Reputation: 77
In C#, we have following functions to convert a string to a UTF-8 encoded sequence of bytes and vice-versa:
Encoding.UTF8.GetString(Byte[])
Encoding.UTF8.GetBytes(Char[])
/ Encoding.UTF8.GetBytes(String)
I am trying to achieve the same thing in C++, as follows:
std::string GetStringFromBytes(std::vector<uint8_t> bytes){
std::string str(bytes.begin(), bytes.end());
return str;
}
std::vector<uint8_t> GetBytesFromString(const std::string& str){
std::vector<uint8_t> bytes(str.begin(), str.end());
return bytes;
}
Is this approach correct?
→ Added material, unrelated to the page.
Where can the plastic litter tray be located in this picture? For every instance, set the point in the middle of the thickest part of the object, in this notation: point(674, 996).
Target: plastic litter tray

I'm assuming that the string that I'm converting is already in UTF-8 format.
Upvotes: 0
Views: 3515
Reputation: 595319
C# string
uses UTF-16, and thus requires a charset conversion to/from UTF-8.
C++ std::string
does not use UTF-16 (std::u16string
does). So, if you have a UTF-8 encoded std::string
, you already have the raw bytes for it, just copy them as-is. The code you have shown is doing exactly that, and is fine for UTF-8 strings. Otherwise, if you have/need std::string
encoded in some other charset, you will need a charset conversion to/from UTF-8. There are 3rd party Unicode libraries that can handle that, such as libiconv, ICU, etc.
Upvotes: 4